The problem mentioned with pyenv is that people accidentally develop/test on the wrong version of python itself. But that's specific to pyenv, and I don't actually see where the article discusses problems with venv. So again: What exact steps would a team take using just pip+virtualenv or pip+conda (the comment you responded to didn't mention pyenv or venv) that would lead to production outages?
It feels like you've determined there's nothing wrong with pyenv, pip, and virtualenv so any issues brought up, you will reject.

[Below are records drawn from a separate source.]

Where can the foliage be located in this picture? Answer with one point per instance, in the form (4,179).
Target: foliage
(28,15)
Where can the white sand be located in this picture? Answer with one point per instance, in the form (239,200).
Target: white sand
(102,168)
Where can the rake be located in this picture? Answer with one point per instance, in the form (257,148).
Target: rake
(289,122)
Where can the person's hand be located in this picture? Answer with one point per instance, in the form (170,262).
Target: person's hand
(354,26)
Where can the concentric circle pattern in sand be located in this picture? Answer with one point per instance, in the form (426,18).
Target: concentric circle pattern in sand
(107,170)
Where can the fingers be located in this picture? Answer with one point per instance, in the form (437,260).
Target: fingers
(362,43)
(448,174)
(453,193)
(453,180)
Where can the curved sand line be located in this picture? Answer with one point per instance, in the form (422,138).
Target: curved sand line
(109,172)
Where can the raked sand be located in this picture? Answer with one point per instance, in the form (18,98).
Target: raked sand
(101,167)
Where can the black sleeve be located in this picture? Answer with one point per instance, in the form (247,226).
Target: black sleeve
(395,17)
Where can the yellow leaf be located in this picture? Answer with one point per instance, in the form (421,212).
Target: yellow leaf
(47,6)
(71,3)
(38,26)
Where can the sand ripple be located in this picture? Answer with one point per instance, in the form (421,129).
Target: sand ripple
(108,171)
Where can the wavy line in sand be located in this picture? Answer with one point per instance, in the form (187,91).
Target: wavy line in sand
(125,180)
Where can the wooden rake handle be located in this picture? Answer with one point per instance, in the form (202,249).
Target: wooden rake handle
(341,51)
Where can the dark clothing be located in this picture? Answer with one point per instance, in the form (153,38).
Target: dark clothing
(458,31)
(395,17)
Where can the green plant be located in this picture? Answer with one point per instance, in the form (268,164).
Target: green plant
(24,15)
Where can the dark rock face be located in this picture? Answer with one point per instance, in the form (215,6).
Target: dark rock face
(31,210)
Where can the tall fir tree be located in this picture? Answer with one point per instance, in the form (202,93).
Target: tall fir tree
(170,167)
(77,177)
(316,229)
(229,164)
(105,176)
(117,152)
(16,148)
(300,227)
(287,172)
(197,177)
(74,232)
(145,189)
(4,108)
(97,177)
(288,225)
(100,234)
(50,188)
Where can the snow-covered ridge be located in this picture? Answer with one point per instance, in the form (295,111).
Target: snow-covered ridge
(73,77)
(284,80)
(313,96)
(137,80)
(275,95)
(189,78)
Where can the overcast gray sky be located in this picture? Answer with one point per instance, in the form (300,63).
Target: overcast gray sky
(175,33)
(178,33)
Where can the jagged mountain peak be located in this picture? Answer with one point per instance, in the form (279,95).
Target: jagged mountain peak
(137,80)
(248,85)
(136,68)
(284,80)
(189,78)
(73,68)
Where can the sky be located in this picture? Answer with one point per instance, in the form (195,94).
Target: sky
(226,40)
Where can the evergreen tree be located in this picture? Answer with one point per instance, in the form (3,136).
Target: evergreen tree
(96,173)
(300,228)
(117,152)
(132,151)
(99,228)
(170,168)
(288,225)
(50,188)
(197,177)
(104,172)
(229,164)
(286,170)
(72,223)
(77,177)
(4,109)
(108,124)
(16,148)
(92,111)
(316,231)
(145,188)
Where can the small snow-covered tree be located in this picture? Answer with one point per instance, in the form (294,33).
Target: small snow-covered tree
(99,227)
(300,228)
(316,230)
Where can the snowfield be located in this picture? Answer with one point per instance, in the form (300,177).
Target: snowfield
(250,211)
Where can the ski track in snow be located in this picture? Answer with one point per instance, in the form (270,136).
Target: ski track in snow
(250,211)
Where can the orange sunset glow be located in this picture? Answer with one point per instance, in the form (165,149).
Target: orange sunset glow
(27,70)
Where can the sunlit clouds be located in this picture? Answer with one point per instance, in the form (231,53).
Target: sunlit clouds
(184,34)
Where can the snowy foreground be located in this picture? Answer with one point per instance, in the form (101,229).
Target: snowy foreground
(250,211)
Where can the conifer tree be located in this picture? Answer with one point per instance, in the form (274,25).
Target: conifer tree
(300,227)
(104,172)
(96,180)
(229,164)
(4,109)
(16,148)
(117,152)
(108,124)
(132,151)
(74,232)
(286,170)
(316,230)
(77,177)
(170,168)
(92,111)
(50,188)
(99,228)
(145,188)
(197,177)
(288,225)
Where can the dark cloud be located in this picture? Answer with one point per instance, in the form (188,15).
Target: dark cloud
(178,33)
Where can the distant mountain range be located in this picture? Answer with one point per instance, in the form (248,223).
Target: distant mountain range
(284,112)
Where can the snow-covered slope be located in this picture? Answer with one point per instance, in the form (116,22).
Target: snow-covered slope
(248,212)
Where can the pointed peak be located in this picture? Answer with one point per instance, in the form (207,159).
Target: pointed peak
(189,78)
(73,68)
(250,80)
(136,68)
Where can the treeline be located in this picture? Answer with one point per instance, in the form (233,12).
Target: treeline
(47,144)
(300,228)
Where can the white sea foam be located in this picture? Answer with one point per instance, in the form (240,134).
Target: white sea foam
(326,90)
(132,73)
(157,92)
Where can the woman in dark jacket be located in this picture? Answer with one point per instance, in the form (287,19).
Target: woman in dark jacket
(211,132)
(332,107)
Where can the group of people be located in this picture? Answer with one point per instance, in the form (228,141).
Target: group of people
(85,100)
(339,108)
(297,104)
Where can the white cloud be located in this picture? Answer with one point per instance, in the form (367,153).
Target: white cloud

If that's not the case, here's the issue - someone used pyenv and did not exactly specify the python type - I believe we were on 3.9 and prod was 3.9.11 and the current python version was 3.9.12. There was a downstream package that had an OS dependency - I believe it was pandas - that conflicted and needed to be updated locally to work with 3.9.12. This broke and raised an error in production that was not reproducible locally - and when you deploy on AWS, reproducing can be a pain in the butt. I'm sure if the data scientist had used perfect pyenv, virtualenv, and pip commands; we would have caught this. However, they're very complicated - especially for people who focus on math - so requiring full knowledge of these tools is unrealistic for most data scientists.
> It feels like you've determined there's nothing wrong with pyenv, pip, and virtualenv so any issues brought up, you will reject.
Alternatively, I'm rejecting your claims because you keep making them and then not providing evidence. Now that you've actually described the problem, I can agree that that's a footgun, and pyenv should start to strongly discourage setting a global version in much the same way that pip has started to protect against people using `sudo pip install` to trash their systems.